Diesem Kalkül schiebt Gott einen Riegel vor. Er sieht nicht tatenlos zu, wie sich die Macht alles unterwirft. Er offenbart sich in Israel.
Das ist die eigentliche Wurzel des Antisemitismus: es ist die Feindschaft der Mächtigen gegen den Gott, der sich in Israel ein Volk geschaffen hat, der unter den Völkern sein Zeichen aufgerichtet hat. Gott offenbart sich und stört damit immer wieder die Pläne derer, die über die Waffen gebieten. Jerusalem wird hier mit einem alten Namen »Salem« genannt, und das schreibt sich auf Hebräisch mit den gleichen Buchstaben wie das Wort für »Frieden«: Schalom.
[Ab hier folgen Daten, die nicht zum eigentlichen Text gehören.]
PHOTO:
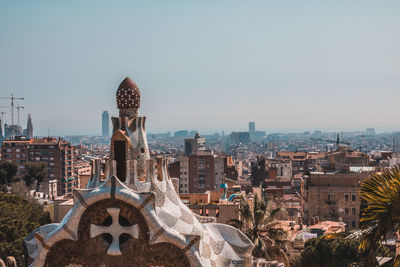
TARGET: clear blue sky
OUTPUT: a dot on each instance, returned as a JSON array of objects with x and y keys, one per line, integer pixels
[{"x": 206, "y": 65}]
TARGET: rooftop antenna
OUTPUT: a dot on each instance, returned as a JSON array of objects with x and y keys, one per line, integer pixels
[{"x": 12, "y": 105}]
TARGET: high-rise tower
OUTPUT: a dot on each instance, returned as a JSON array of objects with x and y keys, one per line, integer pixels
[
  {"x": 105, "y": 118},
  {"x": 252, "y": 131},
  {"x": 29, "y": 127}
]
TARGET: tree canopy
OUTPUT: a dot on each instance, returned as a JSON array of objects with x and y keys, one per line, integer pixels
[
  {"x": 335, "y": 251},
  {"x": 259, "y": 223},
  {"x": 18, "y": 217}
]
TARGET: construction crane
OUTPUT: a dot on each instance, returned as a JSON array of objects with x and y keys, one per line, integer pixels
[
  {"x": 18, "y": 108},
  {"x": 12, "y": 105}
]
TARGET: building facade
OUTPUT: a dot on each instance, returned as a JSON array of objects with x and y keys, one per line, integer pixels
[
  {"x": 105, "y": 127},
  {"x": 58, "y": 154}
]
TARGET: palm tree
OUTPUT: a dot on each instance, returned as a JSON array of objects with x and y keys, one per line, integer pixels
[
  {"x": 381, "y": 214},
  {"x": 261, "y": 227}
]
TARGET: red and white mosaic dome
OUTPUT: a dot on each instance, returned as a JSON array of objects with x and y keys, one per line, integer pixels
[{"x": 128, "y": 94}]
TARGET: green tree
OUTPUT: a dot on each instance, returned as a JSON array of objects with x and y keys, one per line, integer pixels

Jerusalem, die Stadt des Friedens, über der Gott wacht.
Wir wissen natürlich, dass Jerusalem oft im Zeichen heftiger Konflikte stand und steht, und das nicht nur durch fremde Schuld. Aber festzuhalten bleibt, dass es Gott um Frieden geht, und der kann erst kommen, wenn die Waffen vernichtet sind. Das hört nicht jeder gern.
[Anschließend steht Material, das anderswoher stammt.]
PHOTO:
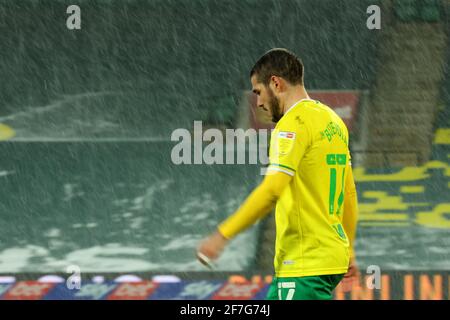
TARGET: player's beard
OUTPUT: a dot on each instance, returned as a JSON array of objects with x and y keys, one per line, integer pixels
[{"x": 274, "y": 105}]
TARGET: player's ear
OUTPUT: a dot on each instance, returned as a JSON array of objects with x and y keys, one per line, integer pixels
[{"x": 276, "y": 82}]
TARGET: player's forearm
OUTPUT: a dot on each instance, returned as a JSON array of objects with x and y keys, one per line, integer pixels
[
  {"x": 258, "y": 204},
  {"x": 350, "y": 218}
]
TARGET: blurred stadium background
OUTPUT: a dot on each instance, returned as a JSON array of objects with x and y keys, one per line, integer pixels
[{"x": 86, "y": 117}]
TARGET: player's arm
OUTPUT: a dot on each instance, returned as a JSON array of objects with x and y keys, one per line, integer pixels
[
  {"x": 350, "y": 217},
  {"x": 257, "y": 205}
]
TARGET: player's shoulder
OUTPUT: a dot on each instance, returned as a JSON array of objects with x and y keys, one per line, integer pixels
[{"x": 303, "y": 112}]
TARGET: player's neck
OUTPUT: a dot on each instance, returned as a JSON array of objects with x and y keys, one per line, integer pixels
[{"x": 294, "y": 95}]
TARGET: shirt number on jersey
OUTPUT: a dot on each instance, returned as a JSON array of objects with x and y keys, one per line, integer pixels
[{"x": 336, "y": 162}]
Den Psalm von Jesus her lesen
Und nun müssen wir eben auch sehen, welche Wendung dieser Psalm bekommt, wenn man ihn mit Jesus zusammendenkt: wie verändert sich dann der Blick auf diese alten Verse? Wie gesagt, es kann nicht darum gehen, Gottes Entschiedenheit und seinem Zorn über die Chaosmächte durch Jesus die Spitze abzubrechen. Aber der Angriff auf die Könige der Erde und ihre Arroganz wird anders geführt, als sich das die Menschen vor Jesus vorgestellt haben. Deswegen haben wir vorhin die Verse aus dem letzten Kapitel des Matthäusevangeliums gehört. Da sagt Jesus den Jüngern, dass Gott ihm alle Macht im Himmel und auf Erden gegeben hat. Aber dann beauftragt er sie, zu allen Völkern zu gehen, und er wird mitkommen. Er wird dabei sein, so wie die Stärke der Heiligen Stadt daher kam, dass Gott in ihrer Mitte wohnt. Und auf diesem Weg durch die Welt, auf den Jesus seine Jünger schickt, wird er überall den Mächtigen das Fußvolk abspenstig machen, so dass ihnen die Arroganz vergeht.
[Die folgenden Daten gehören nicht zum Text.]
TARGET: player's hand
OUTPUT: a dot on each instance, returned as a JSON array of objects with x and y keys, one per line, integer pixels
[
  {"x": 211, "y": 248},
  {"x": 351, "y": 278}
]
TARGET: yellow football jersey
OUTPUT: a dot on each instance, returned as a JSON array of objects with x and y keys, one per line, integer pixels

Jetzt ist das Rätsel gelöst: Gott erhebt sich zum Gericht, er kommt und hilft den Armen durch die Jünger und Jüngerinnen Jesu hindurch, er kommt, wenn sie sich auf den Weg durch die Welt machen. Das haben die alten Sänger dieses Psalms noch nicht gewusst, wie das denn gehen würde. Sie haben nicht damit gerechnet, dass Gott Menschen so stark in sein Werk hineinzieht und erst Jesus und dann seine Jünger so intensiv daran beteiligt.
Gott kooperiert
Das war und ist ein Riesenwagnis Gottes, weil er es dann auch immer mit menschlichem Versagen, mit menschlicher Verwirrung und Bosheit zu tun bekommt. Und er hat ja auch enorme Fähigkeiten, Menschen so auszutricksen, dass sie sein Werk am Ende auch mit ihren bösen Werken voranbringen. Aber lieber arbeitet er natürlich mit unserer Klarheit und unserer Stärke zusammen, mit unserem guten Urteil und unseren besten Kräften.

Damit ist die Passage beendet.